El debate sobre las posibles consecuencias de la inteligencia artificial (IA) hace tiempo que ha dejado de ser patrimonio de unos pocos “expertos” y ha llegado a la discusión pública. Hasta los más entusiastas de esta tecnología reconocen sus potenciales efectos perversos: pérdida de privacidad, destrucción de empleo o desinformación, entre otros. Parece claro que la legislación debe hacer de escudo frente a estas amenazas, pero además de la norma positiva es necesario apelar a la responsabilidad y a las virtudes de los usuarios y creadores. Es decir, hacen falta leyes, pero también ética personal.

Hoy en día es casi imposible esconderse del término omnipresente en los medios: inteligencia artificial. Además, predominan los enfoques maximalistas: algunos la ven como la panacea a todos los problemas sociales; otros, como una amenaza a nuestra forma de vida.

Según Carolina Villegas, investigadora de la Universidad de Notre Dame y especializada en ética de la IA, “hasta hace pocos meses, específicamente hasta la llegada de ChatGPT, el debate afectaba a algunos pocos grupos. Se veía que los algoritmos podían ignorar a ciertas clases protegidas, como a las mujeres en el mercado laboral o a las rentas bajas al momento de buscar créditos bancarios. Sin embargo, con la llegada de ChatGPT empieza una situación de alarma fuerte, pues se ve que esta tecnología nos afecta a todos. Se convierte en un tema mainstream, cuando antes era un tema de nicho”.

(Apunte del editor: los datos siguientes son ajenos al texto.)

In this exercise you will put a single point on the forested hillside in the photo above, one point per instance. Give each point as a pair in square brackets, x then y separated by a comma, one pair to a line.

La sensación de amenaza también ha aumentado a medida que la IA ha ido “colonizando” ámbitos de nuestra vida: si antes se percibía como un problema fundamentalmente de privacidad, ahora vemos las implicaciones que puede tener en temas de educación, de gobierno o de información. Esto, según Villegas, es precisamente una muestra de cómo la tecnología, cuando se acelera, puede provocar un cambio no solo cuantitativo, sino cualitativo, lo que modifica también sus implicaciones éticas.

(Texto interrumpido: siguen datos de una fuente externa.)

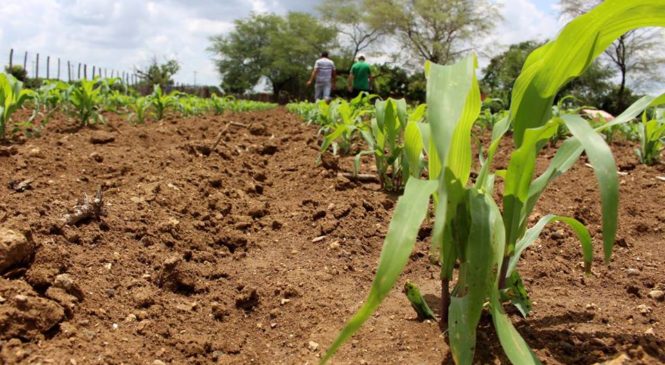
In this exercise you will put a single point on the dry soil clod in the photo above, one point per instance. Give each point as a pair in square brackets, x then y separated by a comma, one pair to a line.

¿Solo un programa estadístico potente?

Hay quienes aseguran que la IA no es nada más que un programa estadístico potente. Otros, por el contrario, afirman que es tan revolucionaria como la electricidad. Para Villegas, “esta tecnología es distinta de los programas estadísticos anteriores, de los algoritmos previos o de la digitalización per se manejada por personas particulares. Por ejemplo, los bancos siempre han utilizado datos para aceptar o rechazar créditos. Entonces ¿qué de distinto tiene que ahora usen inteligencia artificial? Mi opinión es que, cuando una tecnología se acelera, se agiliza y se automatiza hasta el punto de que los humanos salen de la ecuación, cambia la naturaleza de la acción. Ya nadie entiende el proceso del todo y nadie es completamente consciente de lo que está sucediendo”.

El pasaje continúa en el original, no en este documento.